The big error that DOL makes is that it assumes that averaging the top decile will equal the 95th percentile. Since the top decile (the top 10 percent of wage earners) includes some extreme outliers and a very small sample size, those outliers skew the level 4 wage far higher than the 95th percentile. Because the Level 2 and Level 3 wages are dependent on the Level 4 wage calculation, it also mistakes where these wage levels will fall on the wage distribution. This becomes incredibly important when DOL then tries to estimate the wage impact of the new rules:
To estimate the wage impacts of new percentiles contained in this [rule], the Department used publicly available BLS OES data that reports the 10th, 25th, 50th, 75th, and 90th percentile wages by SOC code and metropolitan or non‐metropolitan area. In order to estimate wages for the new IFR levels of 45th, 62nd, 78th, and 95th percentiles, the Department linearly interpolated between relevant percentiles for reported wages at each SOC [job] code and geographic area combination. [Endnote: For example, if OES reports a wage of $30 per hour at the 25th percentile and $40 per hour at the 50th percentile then the 45th percentile is interpolated as $30+($40-$30)*((45–25)/(50–25)) = $38 per hour.] For the 95th percentile, the Department used OES wages reported for the 90th percentile at each SOC code and geographic area combination. (p. 126)
In other words, DOL did not even try to estimate what the actual 95th percentile would be. For reasons that are only explicable as laziness or hastiness, it did not ask BLS to calculate the new prevailing wages until after it issued the rule. Instead, it just settled on using the 90th percentile as a stand‐in for the level 4 wage to estimate the rule’s effects because it thought that it would be similar. It then tried to calculate the level 3 and level 2 wages assuming that they would be around the 78th and 62nd percentiles, respectively. But this was wrong.
Table 2 is an example of DOL’s assumed wage levels for San Francisco architects and New York City management analysts under the new rule and what the actual wage levels now are. For wage levels 2–4, DOL’s estimate is wildly inaccurate—underestimating the actual amount by 15–18 percent for level 2, 23–25 percent for Level 3, or 24–26 percent for level 4. These huge differences appear in every single occupational category. Notice that in the examples below, the actual level 2 wage is higher than what DOL assumed would approximate the level 3 wage, and the actual level 3 wage is higher than what DOL assumed would approximate the level 4 wage.
DOL repeatedly refers to the wage levels as “percentiles,” misstating its own methodology which is based on averaging the 5th decile and the top decile and then imputing the middle two wage levels equally distant from the other levels. Because the level 4 wage is so inflated, the other two middle wage levels are also widely off to the point that what DOL refers to as the “78th percentile” (level 3) is actually above the 90th percentile in the two examples above.
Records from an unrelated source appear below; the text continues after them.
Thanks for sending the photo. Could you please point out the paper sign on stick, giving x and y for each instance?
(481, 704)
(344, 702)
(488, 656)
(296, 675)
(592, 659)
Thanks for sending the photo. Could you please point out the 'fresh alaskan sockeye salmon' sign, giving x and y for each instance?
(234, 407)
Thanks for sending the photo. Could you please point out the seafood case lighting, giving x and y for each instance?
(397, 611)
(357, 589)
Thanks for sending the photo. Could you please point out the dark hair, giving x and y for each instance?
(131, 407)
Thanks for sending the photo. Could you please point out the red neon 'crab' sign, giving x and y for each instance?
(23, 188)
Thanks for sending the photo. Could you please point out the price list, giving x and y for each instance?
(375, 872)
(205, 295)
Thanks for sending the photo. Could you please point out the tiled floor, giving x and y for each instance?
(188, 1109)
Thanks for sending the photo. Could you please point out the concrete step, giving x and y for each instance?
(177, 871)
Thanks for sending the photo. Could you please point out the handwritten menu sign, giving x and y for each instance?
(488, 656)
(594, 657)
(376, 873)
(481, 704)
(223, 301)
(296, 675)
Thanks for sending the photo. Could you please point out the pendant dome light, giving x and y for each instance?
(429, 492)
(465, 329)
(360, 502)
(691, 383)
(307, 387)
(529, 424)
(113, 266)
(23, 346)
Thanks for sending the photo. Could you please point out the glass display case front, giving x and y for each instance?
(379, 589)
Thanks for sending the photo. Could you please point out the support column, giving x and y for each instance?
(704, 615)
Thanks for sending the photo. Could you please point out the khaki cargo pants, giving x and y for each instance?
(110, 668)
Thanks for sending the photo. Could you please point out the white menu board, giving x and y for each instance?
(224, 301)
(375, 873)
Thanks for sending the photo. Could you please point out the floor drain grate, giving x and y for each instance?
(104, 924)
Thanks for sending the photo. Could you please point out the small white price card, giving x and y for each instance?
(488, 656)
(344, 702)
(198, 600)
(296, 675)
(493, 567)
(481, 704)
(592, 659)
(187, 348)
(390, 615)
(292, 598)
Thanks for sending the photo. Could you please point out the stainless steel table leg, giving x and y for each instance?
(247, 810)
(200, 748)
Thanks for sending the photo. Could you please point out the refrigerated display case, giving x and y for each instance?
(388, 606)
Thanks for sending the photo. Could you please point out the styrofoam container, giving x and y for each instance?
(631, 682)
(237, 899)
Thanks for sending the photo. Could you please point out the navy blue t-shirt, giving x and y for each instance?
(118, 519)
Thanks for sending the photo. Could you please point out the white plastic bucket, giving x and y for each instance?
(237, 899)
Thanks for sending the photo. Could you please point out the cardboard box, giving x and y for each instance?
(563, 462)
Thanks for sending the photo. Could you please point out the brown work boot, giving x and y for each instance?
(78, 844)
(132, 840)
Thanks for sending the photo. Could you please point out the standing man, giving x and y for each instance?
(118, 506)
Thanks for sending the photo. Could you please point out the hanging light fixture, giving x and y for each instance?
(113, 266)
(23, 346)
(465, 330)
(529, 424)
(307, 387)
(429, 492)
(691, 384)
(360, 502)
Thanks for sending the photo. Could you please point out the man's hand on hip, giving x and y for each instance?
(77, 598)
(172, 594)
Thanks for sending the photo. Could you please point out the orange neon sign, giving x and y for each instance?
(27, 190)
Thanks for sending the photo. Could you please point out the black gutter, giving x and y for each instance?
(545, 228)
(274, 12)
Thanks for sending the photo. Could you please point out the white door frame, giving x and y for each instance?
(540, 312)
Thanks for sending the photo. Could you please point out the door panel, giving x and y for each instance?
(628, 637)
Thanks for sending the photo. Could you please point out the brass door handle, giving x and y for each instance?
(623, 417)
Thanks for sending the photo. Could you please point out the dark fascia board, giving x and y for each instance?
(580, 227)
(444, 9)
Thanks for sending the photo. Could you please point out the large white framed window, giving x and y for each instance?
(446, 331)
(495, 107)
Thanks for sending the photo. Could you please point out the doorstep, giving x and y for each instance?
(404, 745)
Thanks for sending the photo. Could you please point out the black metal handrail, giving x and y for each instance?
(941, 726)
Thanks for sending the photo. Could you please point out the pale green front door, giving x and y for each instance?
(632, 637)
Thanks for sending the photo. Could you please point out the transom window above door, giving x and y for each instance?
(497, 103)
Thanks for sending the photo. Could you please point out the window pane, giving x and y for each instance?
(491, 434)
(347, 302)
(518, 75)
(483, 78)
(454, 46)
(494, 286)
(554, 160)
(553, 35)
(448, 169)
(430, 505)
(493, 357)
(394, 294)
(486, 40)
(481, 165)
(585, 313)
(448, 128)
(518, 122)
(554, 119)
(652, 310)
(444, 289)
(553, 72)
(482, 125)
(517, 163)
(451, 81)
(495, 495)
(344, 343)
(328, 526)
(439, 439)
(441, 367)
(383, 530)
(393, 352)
Because DOL decided not to ask BLS for the actual OES data that it would use to create the new wage levels, it missed how egregious this mistake was. Moreover, because DOL refused to let the Office of Management and Budget review the rule, this massive error slipped through unnoticed. Finally, because DOL made the rule take effect almost immediately and refused to accept public comments on the rule, it has no time to correct it before the rule begins to effect tens of thousands of American businesses. DOL should immediately rescind the rule and start the process over.
Post was updated to clarify that the methodology of the entry level wage is the average of the 5th decile, not the 45th percentile exactly.